Having recently discovered a personal fascination with religious painting, I've consequently taken to studying more closely those biblical painters of the past as a measure of my own meagre efforts; and as a foundation upon which to stand in somehow trying to reach beyond what they had to say in speaking visually and spiritually to my own a Post-modern world. If that sounds like quite a mouthful, it is, and the challenge is just as monumental. My own venture into this painting genre was quite tentative and serendipitous. Though I'd painted a montage portrait depicting episodes in the life of Christ years ago, and a single head and shoulders portrait of Christ years before that, I was by no means very knowledgeable or adept at this type of art. I came to it perceiving a surprising paucity of religious depictions of the resurrection, seeing in this a chance to make my own mark using the subject. Today, my fourth (recent) religious painting, a nativity, is nearing completion.

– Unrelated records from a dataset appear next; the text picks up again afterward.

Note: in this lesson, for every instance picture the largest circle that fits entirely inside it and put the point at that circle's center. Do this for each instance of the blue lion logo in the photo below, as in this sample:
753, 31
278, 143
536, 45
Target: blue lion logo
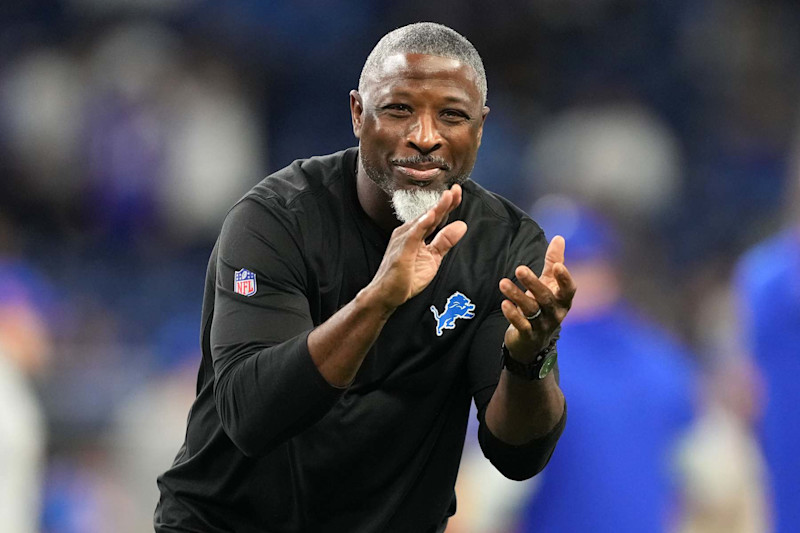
458, 306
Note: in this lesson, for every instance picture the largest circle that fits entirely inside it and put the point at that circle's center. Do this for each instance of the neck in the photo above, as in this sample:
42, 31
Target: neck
374, 200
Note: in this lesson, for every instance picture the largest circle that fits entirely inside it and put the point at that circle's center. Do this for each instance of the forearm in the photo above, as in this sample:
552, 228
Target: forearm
339, 345
522, 410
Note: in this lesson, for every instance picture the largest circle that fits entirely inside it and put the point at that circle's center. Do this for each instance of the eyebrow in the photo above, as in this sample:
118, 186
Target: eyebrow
449, 98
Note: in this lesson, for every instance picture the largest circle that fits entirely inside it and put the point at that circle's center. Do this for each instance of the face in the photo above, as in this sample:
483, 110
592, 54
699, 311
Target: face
419, 123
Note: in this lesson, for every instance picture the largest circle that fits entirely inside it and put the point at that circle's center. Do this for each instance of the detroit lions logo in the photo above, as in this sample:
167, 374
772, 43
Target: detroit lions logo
458, 306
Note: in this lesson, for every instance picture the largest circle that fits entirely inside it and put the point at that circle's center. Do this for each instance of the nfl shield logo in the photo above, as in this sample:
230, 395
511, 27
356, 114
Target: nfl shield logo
244, 282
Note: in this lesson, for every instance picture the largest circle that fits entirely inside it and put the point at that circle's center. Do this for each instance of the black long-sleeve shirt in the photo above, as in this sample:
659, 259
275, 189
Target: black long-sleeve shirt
270, 445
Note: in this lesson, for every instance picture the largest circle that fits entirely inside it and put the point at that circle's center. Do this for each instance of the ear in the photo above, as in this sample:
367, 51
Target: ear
356, 112
484, 114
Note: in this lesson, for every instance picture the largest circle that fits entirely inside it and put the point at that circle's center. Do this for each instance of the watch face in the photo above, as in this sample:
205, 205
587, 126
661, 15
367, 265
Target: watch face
548, 364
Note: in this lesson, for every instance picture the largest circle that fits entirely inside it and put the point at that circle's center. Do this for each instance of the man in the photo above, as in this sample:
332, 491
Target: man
350, 315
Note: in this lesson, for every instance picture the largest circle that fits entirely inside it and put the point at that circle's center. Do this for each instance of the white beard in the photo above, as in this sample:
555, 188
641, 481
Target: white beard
409, 204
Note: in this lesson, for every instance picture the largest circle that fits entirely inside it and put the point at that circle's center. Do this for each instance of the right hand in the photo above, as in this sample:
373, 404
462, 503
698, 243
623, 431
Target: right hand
409, 264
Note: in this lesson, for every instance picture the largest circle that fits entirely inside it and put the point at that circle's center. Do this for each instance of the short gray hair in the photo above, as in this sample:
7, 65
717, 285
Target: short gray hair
426, 38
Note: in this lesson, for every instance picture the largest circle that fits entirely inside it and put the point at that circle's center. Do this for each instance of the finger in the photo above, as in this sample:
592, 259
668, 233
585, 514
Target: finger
448, 237
515, 316
541, 293
554, 254
449, 201
526, 303
566, 285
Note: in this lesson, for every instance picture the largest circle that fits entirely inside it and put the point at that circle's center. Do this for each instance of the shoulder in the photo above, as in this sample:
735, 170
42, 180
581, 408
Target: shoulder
482, 204
305, 180
498, 228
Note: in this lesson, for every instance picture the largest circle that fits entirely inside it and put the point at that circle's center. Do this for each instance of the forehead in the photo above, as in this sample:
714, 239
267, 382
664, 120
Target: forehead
418, 73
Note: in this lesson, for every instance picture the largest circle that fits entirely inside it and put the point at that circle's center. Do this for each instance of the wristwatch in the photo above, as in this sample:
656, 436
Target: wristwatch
537, 369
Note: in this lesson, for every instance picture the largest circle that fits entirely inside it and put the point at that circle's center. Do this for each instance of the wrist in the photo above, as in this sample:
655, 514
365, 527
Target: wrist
369, 300
535, 369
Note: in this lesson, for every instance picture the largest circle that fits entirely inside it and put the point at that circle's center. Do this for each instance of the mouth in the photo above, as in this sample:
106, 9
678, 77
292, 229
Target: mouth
420, 176
421, 170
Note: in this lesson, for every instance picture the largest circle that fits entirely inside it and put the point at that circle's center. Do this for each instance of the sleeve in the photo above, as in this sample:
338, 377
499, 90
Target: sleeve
485, 365
267, 388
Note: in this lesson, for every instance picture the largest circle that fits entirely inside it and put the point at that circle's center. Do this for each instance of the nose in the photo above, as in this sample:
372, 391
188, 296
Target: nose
424, 134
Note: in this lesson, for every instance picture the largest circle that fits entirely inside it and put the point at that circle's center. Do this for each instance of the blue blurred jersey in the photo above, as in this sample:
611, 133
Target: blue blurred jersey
768, 282
629, 387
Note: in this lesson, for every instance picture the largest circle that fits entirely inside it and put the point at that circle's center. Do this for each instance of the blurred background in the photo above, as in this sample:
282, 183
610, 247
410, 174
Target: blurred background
660, 138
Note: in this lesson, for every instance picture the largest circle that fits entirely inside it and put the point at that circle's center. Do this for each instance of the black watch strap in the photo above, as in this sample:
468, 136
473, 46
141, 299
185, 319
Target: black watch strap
537, 369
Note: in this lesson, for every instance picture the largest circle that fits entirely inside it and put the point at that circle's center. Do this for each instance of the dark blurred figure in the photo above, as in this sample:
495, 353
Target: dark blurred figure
631, 388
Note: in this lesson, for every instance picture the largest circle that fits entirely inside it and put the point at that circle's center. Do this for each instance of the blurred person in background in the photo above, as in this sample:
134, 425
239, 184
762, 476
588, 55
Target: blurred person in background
631, 387
24, 349
150, 423
767, 286
333, 395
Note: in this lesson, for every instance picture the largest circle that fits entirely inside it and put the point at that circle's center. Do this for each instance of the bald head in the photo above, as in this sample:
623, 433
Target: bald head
426, 38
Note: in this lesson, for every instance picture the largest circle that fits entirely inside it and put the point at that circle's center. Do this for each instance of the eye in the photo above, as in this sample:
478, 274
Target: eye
397, 110
454, 116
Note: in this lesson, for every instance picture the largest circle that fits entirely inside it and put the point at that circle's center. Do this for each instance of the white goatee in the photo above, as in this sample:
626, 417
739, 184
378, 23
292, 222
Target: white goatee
409, 204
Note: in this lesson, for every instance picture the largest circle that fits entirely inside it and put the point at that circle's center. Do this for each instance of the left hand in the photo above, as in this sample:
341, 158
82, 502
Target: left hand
552, 293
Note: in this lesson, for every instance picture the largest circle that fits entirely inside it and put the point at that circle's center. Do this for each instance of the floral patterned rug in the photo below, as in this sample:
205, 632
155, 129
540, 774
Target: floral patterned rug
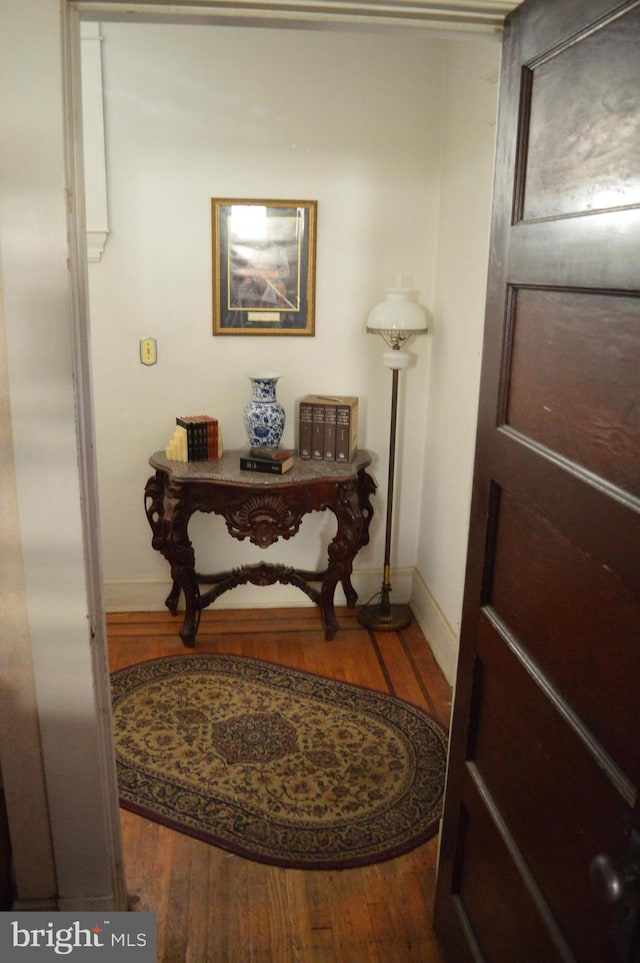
274, 764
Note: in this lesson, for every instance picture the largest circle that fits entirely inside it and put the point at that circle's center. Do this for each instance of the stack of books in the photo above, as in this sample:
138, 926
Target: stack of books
195, 438
274, 461
328, 427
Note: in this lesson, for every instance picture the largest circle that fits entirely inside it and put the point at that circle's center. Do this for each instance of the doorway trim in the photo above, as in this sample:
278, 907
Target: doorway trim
453, 17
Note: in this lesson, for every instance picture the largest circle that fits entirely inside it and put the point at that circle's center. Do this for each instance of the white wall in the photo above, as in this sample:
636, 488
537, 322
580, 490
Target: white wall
352, 120
471, 93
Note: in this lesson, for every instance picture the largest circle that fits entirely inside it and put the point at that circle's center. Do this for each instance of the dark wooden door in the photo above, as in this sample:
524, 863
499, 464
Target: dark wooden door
541, 819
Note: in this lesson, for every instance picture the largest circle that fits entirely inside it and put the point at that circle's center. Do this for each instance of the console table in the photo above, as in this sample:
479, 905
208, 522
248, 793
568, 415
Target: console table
262, 508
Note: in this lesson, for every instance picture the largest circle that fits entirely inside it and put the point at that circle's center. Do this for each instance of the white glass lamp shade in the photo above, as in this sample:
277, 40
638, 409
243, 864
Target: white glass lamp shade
399, 317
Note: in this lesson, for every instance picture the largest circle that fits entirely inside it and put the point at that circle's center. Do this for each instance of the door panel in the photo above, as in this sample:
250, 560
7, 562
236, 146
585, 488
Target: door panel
583, 152
560, 604
573, 378
545, 746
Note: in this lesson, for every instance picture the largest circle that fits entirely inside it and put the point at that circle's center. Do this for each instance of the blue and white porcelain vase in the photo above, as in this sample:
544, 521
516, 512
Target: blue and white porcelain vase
264, 416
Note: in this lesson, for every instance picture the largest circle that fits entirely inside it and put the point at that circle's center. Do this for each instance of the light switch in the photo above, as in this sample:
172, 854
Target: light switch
148, 351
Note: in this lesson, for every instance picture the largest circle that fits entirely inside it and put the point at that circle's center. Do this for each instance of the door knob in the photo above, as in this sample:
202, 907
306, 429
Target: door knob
608, 883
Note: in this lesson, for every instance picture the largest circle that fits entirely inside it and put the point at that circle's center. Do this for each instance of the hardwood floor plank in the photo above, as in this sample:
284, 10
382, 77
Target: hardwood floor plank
215, 907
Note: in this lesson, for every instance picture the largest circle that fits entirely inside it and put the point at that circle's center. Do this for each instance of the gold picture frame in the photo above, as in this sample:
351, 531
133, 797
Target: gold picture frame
264, 266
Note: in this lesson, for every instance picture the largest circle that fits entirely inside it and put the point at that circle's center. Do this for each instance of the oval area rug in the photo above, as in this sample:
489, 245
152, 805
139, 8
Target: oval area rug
276, 764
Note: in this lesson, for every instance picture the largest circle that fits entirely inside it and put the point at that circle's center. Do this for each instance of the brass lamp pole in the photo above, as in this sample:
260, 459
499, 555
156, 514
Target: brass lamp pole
397, 319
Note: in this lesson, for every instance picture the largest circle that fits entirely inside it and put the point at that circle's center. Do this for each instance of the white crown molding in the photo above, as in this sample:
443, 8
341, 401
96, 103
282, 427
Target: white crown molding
449, 15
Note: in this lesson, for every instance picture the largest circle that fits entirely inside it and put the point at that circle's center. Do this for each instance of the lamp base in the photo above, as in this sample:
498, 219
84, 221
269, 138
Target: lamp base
383, 617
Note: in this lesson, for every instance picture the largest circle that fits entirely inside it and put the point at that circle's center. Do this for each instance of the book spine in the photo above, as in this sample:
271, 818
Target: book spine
268, 467
346, 432
317, 440
187, 423
330, 418
305, 418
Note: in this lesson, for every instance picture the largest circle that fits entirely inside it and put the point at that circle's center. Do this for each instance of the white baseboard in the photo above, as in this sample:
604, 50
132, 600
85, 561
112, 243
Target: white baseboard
439, 634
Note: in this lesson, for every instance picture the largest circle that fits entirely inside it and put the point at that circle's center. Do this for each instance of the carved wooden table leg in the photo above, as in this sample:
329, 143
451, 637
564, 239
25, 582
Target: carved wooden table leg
351, 534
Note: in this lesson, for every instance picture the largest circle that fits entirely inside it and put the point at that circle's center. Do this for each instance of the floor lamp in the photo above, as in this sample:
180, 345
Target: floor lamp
397, 319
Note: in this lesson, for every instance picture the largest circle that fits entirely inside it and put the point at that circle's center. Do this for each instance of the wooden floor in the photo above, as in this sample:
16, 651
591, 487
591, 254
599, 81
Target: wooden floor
215, 907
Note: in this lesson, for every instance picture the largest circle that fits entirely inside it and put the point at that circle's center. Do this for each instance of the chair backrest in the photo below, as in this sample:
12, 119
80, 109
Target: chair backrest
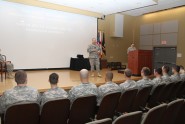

Ironically, what I've found in pursuing my studies of religious art from the past is that my initial perceptions as to the relatively small number of paintings depicting the resurrection was based at least partially on my own ignorance of some very respectable efforts along this line by some very respectable artists. I was aware of one by Piero della Francesca painted in 1450, and dimly aware of another by Matthias Grünewald, the third panel in the Isenheim Altarpiece. Neither was particularly influential. Della Francesca's painting is rather static and uninspiring, Grünewald’s I found to be too melodramatic and demonstrative. Since attempting my own version of this earthshaking event, I've come across a couple more. Without a doubt, my favourite is that painted around 1600 by the Greek/Spanish painter, Domenikos Theotokopoulos, better known as El Greco.
The nine-foot-tall painting, now housed in Madrid's Prado, is everything I might have aspired to had I ever seen it before doing my own version. In fact, had I seen this one first, I might well have asked, "Why bother?" In it, a life-size, nearly nude Christ strolls weightlessly forward from a writhing mass of semi-nude Roman soldiers seemingly exploding in worshipful ecstasy as they behold his lean, slender, graceful majesty. El Greco's trademark elongated figures further enhance the linear power of this spiritual masterpiece. Bearing a pristine white banner and trailing a brilliant red robe, the figure of Christ is both sensuous and mystical. A diamond-shaped halo breaks with tradition in marking his divinity, not that any such outdated (even for that era) device is necessary. The work is Mannerist in style, heavily influenced by Michelangelo, and prefigures much of what is best from the Baroque era. And, as I suggested earlier, I'm glad I didn’t see it until after I'd completed by own visual statement on the subject.